Limitations & Future Work

  • Validation is limited to two dLLMs (LLaDA and DREAM); effectiveness on larger-scale models remains unknown.
  • Hyperparameters (e.g., \(B_{\min}, B_{\max}, S_{\max}\)) require manual tuning, though ±20% sensitivity analysis demonstrates stability.
  • Accuracy is competitive with but not fully lossless compared to baselines, with a 1–2% drop on HumanEval.
  • Future work could explore nonlinear control strategies or reinforcement learning for optimizing strategy parameters.
  • vs. fast-dLLM: Static thresholds and fixed block sizes are the root cause of uneven resource allocation; CadLLM addresses this with adaptive strategies.
  • vs. autoregressive acceleration (speculative decoding, etc.): dLLMs natively support parallel decoding; CadLLM further optimizes the degree of parallelism.
  • vs.
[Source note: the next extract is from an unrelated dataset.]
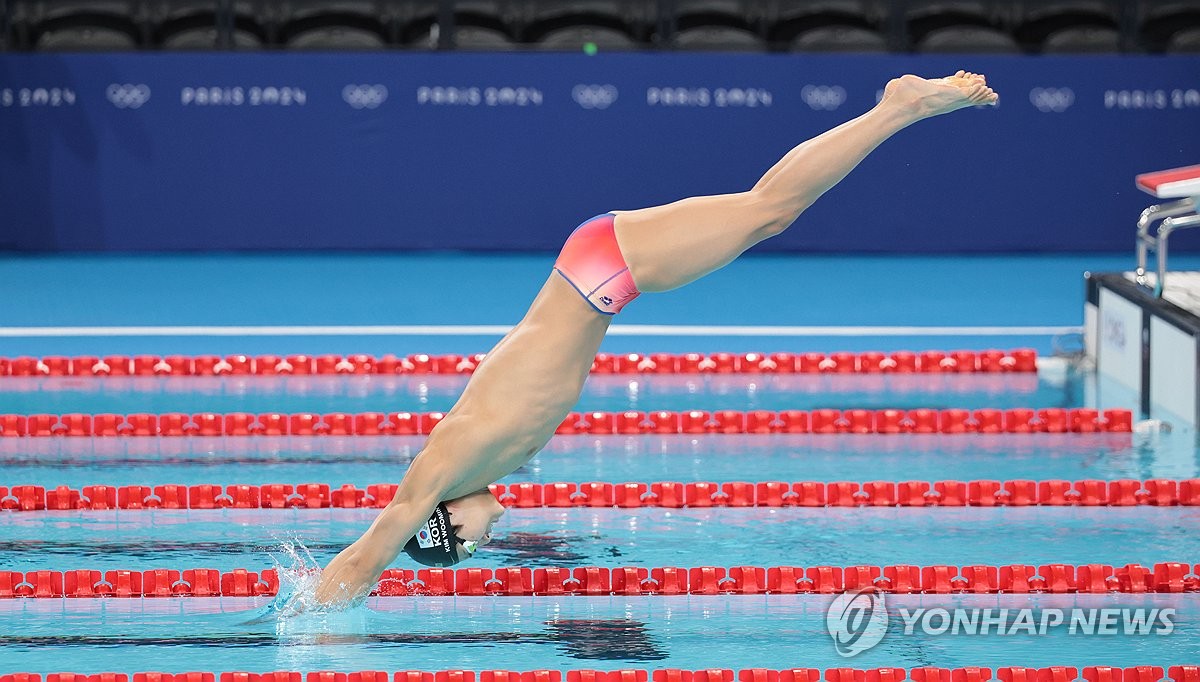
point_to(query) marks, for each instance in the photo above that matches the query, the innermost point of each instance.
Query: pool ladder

Lu et al. (concurrent work): They similarly identify that fixed block sizes lead to premature commitment of low-confidence tokens, consistent with the motivation of this paper.

Rating

  • Novelty: ⭐⭐⭐⭐ The unified four-dimensional adaptive control design is novel in the context of dLLM acceleration.
  • Experimental Thoroughness: ⭐⭐⭐⭐ Detailed ablations with validation across multiple tasks and generation lengths.
  • Writing Quality: ⭐⭐⭐⭐ Motivation analysis is clear and method description is precise.
  • Value: ⭐⭐⭐⭐ Has direct practical value for dLLM inference deployment.